I have a GitHub for commenting and contributing on GitHub
I have a Gitlab for commenting and contributing on Gitlab
I have a personal gitea instance for all my personal projects.
Honestly, the project default instance is whatever makes sense for that project.
Other hosters gaining more popularity, among other reasons, GitHub is owned by one of the worst companies around, I found Codeberg and switched there, now almost all of my projects live on Codeberg, mirrored to GitHub cause I don’t expect an employer would follow a link to Codeberg if I solely include it on my CV
Lol. I read “Other oysters gaining more popularity”, and found it very appropriate !
Same. Shame though they may still probably have the audacity to use mirrors for non-consensual copilot training.
Once federation gets added to one of the FOSS, self hosted alternatives, I’ll probably switch. I’ll mirror stuff to github probably, for resume/recruiter purposes, but the CI/CD, website deployment, and main development will happen on whatever alternative I chose.
The problem is that you lose out on dev attention when moving away from github.

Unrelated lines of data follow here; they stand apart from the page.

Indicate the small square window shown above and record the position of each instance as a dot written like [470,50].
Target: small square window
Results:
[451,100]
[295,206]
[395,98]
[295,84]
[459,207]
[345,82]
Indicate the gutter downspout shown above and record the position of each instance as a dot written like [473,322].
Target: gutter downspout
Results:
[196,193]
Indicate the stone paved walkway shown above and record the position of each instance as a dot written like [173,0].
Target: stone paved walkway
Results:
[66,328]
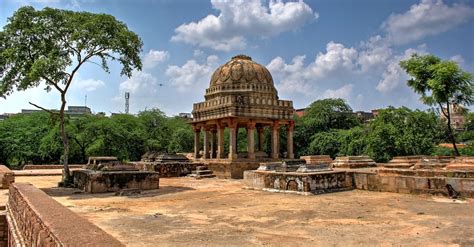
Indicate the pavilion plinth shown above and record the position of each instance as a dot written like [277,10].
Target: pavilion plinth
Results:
[241,95]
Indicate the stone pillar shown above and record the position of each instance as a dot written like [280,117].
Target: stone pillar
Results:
[251,140]
[275,139]
[220,142]
[260,138]
[206,144]
[197,132]
[233,139]
[213,144]
[289,140]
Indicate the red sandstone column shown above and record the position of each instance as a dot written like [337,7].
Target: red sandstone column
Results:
[251,140]
[197,132]
[213,144]
[232,139]
[275,139]
[206,144]
[220,142]
[260,138]
[289,140]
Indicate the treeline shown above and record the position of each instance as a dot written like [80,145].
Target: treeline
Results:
[330,127]
[327,127]
[34,138]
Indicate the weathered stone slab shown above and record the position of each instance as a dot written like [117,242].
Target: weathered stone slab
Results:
[6,177]
[312,183]
[35,219]
[317,159]
[352,162]
[112,181]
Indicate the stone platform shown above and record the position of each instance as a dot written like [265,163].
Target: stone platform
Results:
[224,168]
[303,183]
[353,162]
[112,181]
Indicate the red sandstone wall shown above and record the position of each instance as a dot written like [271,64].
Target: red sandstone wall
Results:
[35,219]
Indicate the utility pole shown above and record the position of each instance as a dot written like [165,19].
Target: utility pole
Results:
[127,103]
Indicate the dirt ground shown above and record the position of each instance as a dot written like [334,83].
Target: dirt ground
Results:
[217,212]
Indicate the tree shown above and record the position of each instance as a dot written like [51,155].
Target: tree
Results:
[440,83]
[51,45]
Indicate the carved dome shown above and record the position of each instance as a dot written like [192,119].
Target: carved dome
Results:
[241,74]
[241,69]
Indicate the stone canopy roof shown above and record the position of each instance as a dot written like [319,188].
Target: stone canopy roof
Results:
[242,88]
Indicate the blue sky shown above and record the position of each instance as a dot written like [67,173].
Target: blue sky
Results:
[314,49]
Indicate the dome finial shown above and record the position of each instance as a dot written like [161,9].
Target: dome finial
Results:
[242,56]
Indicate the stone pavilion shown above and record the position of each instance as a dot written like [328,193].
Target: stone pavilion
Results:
[241,94]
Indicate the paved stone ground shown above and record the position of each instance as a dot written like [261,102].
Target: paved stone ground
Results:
[216,212]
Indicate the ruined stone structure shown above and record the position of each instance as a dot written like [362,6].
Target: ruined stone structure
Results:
[241,94]
[353,162]
[35,219]
[6,177]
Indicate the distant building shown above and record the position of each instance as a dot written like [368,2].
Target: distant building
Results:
[300,112]
[365,116]
[73,111]
[457,116]
[185,115]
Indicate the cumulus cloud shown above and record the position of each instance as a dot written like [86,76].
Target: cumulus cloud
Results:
[88,85]
[296,77]
[192,73]
[429,17]
[153,58]
[141,84]
[343,92]
[394,75]
[239,19]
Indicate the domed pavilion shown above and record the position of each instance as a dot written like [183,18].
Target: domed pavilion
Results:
[241,94]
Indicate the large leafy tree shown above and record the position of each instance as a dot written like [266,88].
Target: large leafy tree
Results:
[440,83]
[50,46]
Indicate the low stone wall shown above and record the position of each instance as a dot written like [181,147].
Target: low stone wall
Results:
[6,177]
[111,181]
[35,219]
[415,182]
[3,229]
[169,169]
[230,169]
[36,167]
[306,183]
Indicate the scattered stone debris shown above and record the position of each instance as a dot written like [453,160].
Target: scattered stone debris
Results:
[202,172]
[452,192]
[128,192]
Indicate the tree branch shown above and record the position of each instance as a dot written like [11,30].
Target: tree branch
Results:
[42,108]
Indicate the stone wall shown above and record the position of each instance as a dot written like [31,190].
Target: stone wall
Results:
[111,181]
[6,177]
[36,167]
[231,169]
[35,219]
[391,182]
[313,183]
[169,169]
[3,229]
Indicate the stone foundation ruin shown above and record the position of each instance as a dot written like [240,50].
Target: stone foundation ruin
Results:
[107,174]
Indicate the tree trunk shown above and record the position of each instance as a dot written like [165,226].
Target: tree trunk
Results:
[66,175]
[451,134]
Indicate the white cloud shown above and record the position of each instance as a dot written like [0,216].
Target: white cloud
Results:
[296,77]
[88,85]
[343,92]
[141,84]
[427,18]
[153,58]
[394,75]
[192,74]
[238,19]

I moved my projects into github when placeholder projects literally containing a README with a link to the real repo only got way more interaction on github than in the real repository: More stars, more views, more issue reports and even more PRs (where the devs have obviously Cloned the repo from the actual repository but could not be arsed to push there as well).
If you want your project to be visible, it needs to be on github at this point in time:-(
I already host my projects on my own gitea server so…
Same. I don’t use all the bells and whistles that others provide and gitea just works!
Do you collaborate with others? If so, how? And what do you use for CI(CD)?
I’m not OP but I use Woodpecker CI, also self hosted. Gitea is also working on Gitea Actions which are supposed to be compatible with Github Actions, but I think it’s still on beta.
Ive been using it for a few months now, and its probably more than 95% compatible, and closing the gap quickly
They are working on ActivityPub integration so you can work together with people on other instances.
I don’t collaborate with others on my private projects. But if I would, then I would just invite people to register themselves on my instance like they would on github, gitlab, bitbucket etc.
I have yet to deploy my pages via CI/CD but thats a project I want to do eventually :)
My loyalty is fluid and my projects are portable
Never had much use for an account on a public repo and started disliking GitHub once it got bought, so I’m in the third category: never had any repo on GitHub, anything marginally significant that I have (i.e. only one private repo atm) I host in Codeberg. You can follow them on the fediverse @Codeberg@social.anoxinon.de
The big and growing issue is that too much functionality is in GitHub and not in Git itself. So while you can move or mirror your repository very easily, moving your issue tracker or pending pull requests is a lot harder and comes with huge loss of information (e.g. there is no way to contact the submitter of a bug report, as all you get is a GitHub username, not email and GitHub doesn’t even offer PMs).
That said, I’d happily ditch GitHub for anything more distributed, e.g. hosting Git repositories on IPFS, integration with
git-bug
, etc. You can mostly DIY that today, but a hoster that provides some free storage would be very much welcome to help with availability.Another more basic thing I am missing today is a redirect service for repository names , having
https://github.com/User/Project.git
spread all over the build files makes it hard to move hosters or provide backup repositories. GNU Guix hasmirror://
to solve that, but that’s about the only place I can think of with mirroring build in.The social aspect of GitHub is pretty important, to me, professionally.
So I’m primarily waiting for a project like GitLab to support federation.
I want to be able to work where-ever makes sense, but still have strong discovery support for all of my public work.
At the moment, that makes me a GitHub user. I’m watching for GitLab to announce activity pub support, though.
I’m also watching for GitHub to start down the venture capital enshitification route, of course.